3
votes

I am trying to make the below elasticsearch query to work with spring data. The intent is to return unique results for the field "serviceName". Just like a SELECT DISTINCT serviceName FROM table would do comparing to a SQL database.

{
  "aggregations": {
    "serviceNames": {
      "terms": {
        "field": "serviceName"
      }
    }
  },
  "size":0
}

I configured the field as a keyword and it made the query work perfectly in the index_name/_search api as per the response snippet below:

"aggregations": {
        "serviceNames": {
            "doc_count_error_upper_bound": 0,
            "sum_other_doc_count": 0,
            "buckets": [
                {
                    "key": "service1",
                    "doc_count": 20
                },
                {
                    "key": "service2",
                    "doc_count": 8
                },
                {
                    "key": "service3",
                    "doc_count": 8
                }
            ]
        }
    }

My problem is the same query doesn't work in Spring data when I try to run with a StringQuery I get the error below. I am guessing it uses a different api to run queries.

Cannot execute jest action , response code : 400 , error : {"root_cause":[{"type":"parsing_exception","reason":"no [query] registered for [aggregations]","line":2,"col":19}],"type":"parsing_exception","reason":"no [query] registered for [aggregations]","line":2,"col":19} , message : null

I have tried using the SearchQuery type to achieve the same results, no duplicates and no object loading, but I had no luck. The below sinnipet shows how I tried doing it.

final TermsAggregationBuilder aggregation = AggregationBuilders
                .terms("serviceName")
                .field("serviceName")
                .size(1);
        SearchQuery searchQuery = new NativeSearchQueryBuilder()
                .withIndices("index_name")
                  .withQuery(matchAllQuery())
                  .addAggregation(aggregation)
                  .withSearchType(SearchType.DFS_QUERY_THEN_FETCH)
                  .withSourceFilter(new FetchSourceFilter(new String[] {"serviceName"}, new String[] {""}))
                  .withPageable(PageRequest.of(0, 10000))
                  .build();

Would someone know how to achieve no object loading and object property distinct aggregation on spring data?

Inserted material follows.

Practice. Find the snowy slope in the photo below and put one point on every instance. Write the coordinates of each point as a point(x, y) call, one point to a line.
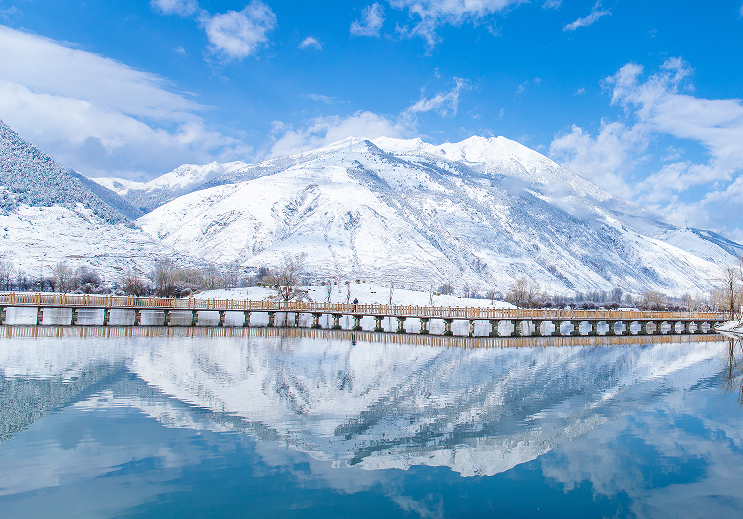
point(50, 214)
point(148, 195)
point(481, 212)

I tried many things without success to print queries on spring data, but I could not, maybe because I am using the com.github.vanroy.springdata.jest.JestElasticsearchTemplate implementation. I got the query parts with the below:

logger.info("query:" + searchQuery.getQuery());
logger.info("agregations:" + searchQuery.getAggregations());
logger.info("filter:" + searchQuery.getFilter());
logger.info("search type:" + searchQuery.getSearchType());

It prints:

query:{"match_all":{"boost":1.0}}
agregations:[{"serviceName":{"terms":{"field":"serviceName","size":1,"min_doc_count":1,"shard_min_doc_count":0,"show_term_doc_count_error":false,"order":[{"_count":"desc"},{"_key":"asc"}]}}}]
filter:null
search type:DFS_QUERY_THEN_FETCH

1
Can you print out the query that is being generated by Spring data?Val
Thanks for reading @Val I tried adding the queries the way I could, if you have any tip for adding queries it's welcome, I could not with logging.level.org.springframework.data.elasticsearch.core=DEBUGlauksas
Does it also happen if you use the usual ElasticsearchTemplate class?Val
Can't do that because I am using elasticsearch 6.5, and spring data doesn't support it still. All other queries works fine. I think the key thing here is the "size":0. I have also tried running the query as a StringQuery it output me that error, maybe I should edit the questions stating that.lauksas
Your Pageable makes it so that size will not be 0, I'm afraid. If you're only interested in aggregations, you should not return any hits.Val

1 Answers

2
votes

I figured out, maybe can help someone. The aggregation don't come with the query results, but in a result for it self and is not mapped to any object. The Objects results that comes apparently are samples of the query elasticsearch did to run your aggregation (not sure, maybe). I ended up by creating a method which can do a simulation of what would be on the SQL SELECT DISTINCT your_column FROM your_table, but I think this will work only on keyword fields, they have a limitation of 256 characters if I am not wrong. I explained some lines in comments. Thanks @Val since I was only able to figure it out when debugged into Jest code and check the generated request and raw response.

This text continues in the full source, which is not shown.